4) PayPal will want you to validate your card, by charging a few bucks to it, and then have you responde with the corresponding 4-digit charge code.
5) Wait a few days for this code to appear on your bill (if you use online banking, otherwise you are waiting for your credit card statement to arrive)
6) Return to PayPal and activate your credit card.
7) Return to iTunes. Recreate the account you tried initially in step 2. Use all the same information. Select PayPal as your payment option.
8) When iTunes asks you for your address, just give them the same info you gave PayPal.
9) iTunes will link to PayPal, and create a pre-authorized payment system with your PayPal account.
10) Enjoy the American iTunes store.

I had my doubts this would work. I figured PayPal would reject my address, because it doesn't match the milling address of my credit card, but it all went through.


----------



## BobbyFett (Jan 12, 2005)

guytoronto said:


> I had my doubts this would work.
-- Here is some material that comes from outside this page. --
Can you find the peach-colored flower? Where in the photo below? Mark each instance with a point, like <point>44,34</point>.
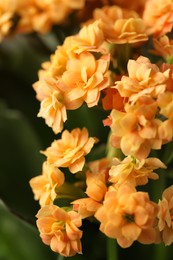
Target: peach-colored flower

I figured PayPal would reject my address, because it doesn't match the milling address of my credit card, but it all went through.


tried it. rejects the address now at least. 

did with me anyway.


----------



## BobbyFett (Jan 12, 2005)

actually, now this gets weird. i kept trying, and eventually it accepted it. the same fake address.


----------



## dona83 (Jun 26, 2005)

I just buy iTunes Music Cards (US Versions) from ebay, there are so many available there.


----------